マダムようの映画日記

毎日せっせと映画を見ているので、日記形式で記録していきたいと思います。ネタバレありです。コメントは事前承認が必要です。

エレファント

2008-11-18 12:14:02 | 映画ーDVD
ーエレファントーELEPHANT
2003年 アメリカ
ガス・ヴァン・サント監督
ジョン・ロビンソン(ジョン)アレックス・フロスト(アレックス)エリック・デューレン(エリック)イライアス・マッコネル(イーライ)ジョーダン・テイラー(ジョーダン)ティモシー・ボトムズ(ジョンの父)

【解説】
全米を震撼させたコロラド州コロンバイン高校の銃乱射事件に衝撃を受けた、『誘う女』のガス・ヴァン・サント監督入魂の問題作。彼は世界に向けて「なぜ?」と問い続ける。素人の高校生の実体験から真実の言葉を引き出した本作は、2003年のカンヌ国際映画祭で史上初のパルム・ドールと監督賞のW受賞という快挙を果たした。“あの事件”の脆くて傷つきやすい少年達の日常がリアルで切ない。静かだが強い衝撃を残す最高傑作だ。(シネマトゥデイ)

【あらすじ】
オレゴン州ポートランド郊外の高校。ジョン(ジョン・ロビンソン)はアル中の父親のせいで遅刻し、イーライ(イライアス・マッコネル)はカメラ片手に公園を散歩。いつもと同じ一日のはずだったが……。(シネマトゥデイ)

【感想】
ガス・ヴァン・サント監督の「パラノイド・パーク」があまりにもわからなかったものだから、評価の高いこの作品を見ることにしました。

タイトルは、盲目の男たちが象を触り、部分的な感触からある者は木、ある者は蛇を連想したが、誰も象の全体像を把握できなかったという仏教の寓話に由来するそうです。
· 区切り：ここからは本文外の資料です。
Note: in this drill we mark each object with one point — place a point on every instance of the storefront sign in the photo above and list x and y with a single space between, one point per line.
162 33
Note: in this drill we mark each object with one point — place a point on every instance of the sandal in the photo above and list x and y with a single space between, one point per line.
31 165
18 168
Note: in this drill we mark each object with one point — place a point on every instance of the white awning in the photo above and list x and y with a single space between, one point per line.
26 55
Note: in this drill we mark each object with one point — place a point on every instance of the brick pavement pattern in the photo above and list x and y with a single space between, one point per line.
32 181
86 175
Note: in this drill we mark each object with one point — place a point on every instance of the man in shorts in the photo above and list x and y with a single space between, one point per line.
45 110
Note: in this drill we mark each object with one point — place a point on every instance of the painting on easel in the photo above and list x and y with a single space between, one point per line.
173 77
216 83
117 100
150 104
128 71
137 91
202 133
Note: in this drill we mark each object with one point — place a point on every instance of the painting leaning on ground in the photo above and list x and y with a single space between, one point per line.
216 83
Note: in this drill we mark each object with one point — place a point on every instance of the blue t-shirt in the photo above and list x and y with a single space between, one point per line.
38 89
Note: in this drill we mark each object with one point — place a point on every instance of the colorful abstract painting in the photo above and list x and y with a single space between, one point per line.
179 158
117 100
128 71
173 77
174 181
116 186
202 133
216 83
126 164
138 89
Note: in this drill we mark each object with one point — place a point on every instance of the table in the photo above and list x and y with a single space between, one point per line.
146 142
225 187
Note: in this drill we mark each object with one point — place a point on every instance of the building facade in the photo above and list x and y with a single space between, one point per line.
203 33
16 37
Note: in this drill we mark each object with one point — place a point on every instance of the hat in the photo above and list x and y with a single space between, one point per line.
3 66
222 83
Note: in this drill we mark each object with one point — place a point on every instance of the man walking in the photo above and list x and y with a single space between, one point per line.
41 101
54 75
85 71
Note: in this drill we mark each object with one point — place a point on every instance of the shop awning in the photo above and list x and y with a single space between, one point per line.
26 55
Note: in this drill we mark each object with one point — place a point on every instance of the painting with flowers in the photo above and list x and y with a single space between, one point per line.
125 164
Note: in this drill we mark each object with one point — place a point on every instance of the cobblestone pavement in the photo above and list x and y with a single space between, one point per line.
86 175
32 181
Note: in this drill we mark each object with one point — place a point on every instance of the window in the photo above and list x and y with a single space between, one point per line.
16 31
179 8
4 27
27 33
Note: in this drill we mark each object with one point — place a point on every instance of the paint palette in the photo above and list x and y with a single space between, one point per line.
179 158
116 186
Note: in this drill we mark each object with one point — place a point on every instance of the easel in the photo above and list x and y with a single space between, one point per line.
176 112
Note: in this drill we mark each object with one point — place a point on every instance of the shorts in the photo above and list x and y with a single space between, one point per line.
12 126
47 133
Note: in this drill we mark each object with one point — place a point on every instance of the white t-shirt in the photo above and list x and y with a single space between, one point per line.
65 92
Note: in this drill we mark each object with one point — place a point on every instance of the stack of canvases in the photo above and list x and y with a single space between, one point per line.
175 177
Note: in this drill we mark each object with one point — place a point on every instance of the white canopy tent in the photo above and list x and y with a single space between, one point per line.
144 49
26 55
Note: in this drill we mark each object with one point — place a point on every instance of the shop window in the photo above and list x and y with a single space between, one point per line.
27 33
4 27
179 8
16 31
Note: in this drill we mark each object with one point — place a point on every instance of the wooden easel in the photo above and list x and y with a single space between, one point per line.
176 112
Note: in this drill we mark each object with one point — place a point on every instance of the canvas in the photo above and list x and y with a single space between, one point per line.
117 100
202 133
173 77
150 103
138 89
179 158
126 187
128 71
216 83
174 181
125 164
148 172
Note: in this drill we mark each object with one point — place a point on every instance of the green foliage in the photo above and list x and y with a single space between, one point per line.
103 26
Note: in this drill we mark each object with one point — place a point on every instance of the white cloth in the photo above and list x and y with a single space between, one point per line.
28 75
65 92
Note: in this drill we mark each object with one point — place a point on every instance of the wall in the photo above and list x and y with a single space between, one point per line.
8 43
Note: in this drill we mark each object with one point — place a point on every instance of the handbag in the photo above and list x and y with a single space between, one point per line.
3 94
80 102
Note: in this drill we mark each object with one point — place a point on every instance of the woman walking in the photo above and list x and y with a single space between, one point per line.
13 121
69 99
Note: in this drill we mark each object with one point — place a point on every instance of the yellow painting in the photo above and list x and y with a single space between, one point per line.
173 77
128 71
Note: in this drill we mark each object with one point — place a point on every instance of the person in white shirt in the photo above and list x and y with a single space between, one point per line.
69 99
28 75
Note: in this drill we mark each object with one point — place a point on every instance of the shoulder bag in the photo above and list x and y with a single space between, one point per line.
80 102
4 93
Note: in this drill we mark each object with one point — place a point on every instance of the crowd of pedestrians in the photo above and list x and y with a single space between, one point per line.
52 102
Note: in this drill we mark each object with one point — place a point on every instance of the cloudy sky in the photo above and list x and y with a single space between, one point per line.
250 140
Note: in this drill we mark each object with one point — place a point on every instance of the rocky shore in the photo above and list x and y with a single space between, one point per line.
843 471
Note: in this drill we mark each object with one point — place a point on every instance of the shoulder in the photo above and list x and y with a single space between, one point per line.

種あかしをすれば、この作品は、全米を震撼させたコロラド州コロンバイン高校の銃撃事件から衝撃を受けて作られたものです。

でも、何も知らずに見ていると、やけに美しい秋の空と、のんびりした高校生活の描写が全編の9割を占めています。

繰り返し繰り返しながれる高校生たちの日常のなかに、ひとりひとりに名前があり、個性があり、悩みがあることが観客にも伝わってきます。

美しいピアノの旋律。
それを奏でている少年の胸の内は誰にもわかりません。
彼は、シューティングゲームを淡々とこなし、宅配ピザでも頼むように銃を何丁も買い、武装して高校へ乗り込みます。
性的な経験のないことも、学校でいじめに遭っていることも描かれていますが、これは重要な情報なのでしょうか?

撃たれる側にも、仲間はずれになっている女子高生がいました。
みんな、高校生なんです。

この作品は「ボーリング・フォー・コロンバイン」のように「なぜ?」とは問いかけません。
もちろん、答えもありません。
観客に問題は丸投げされています。
そこに、この監督の観客への信頼が感じられ、知性の高い作品だと思いました。

こういう事件が起きないように、ひとりひとりが何をすればいいのか、考えるきっかけになる映画の一つだと思いました。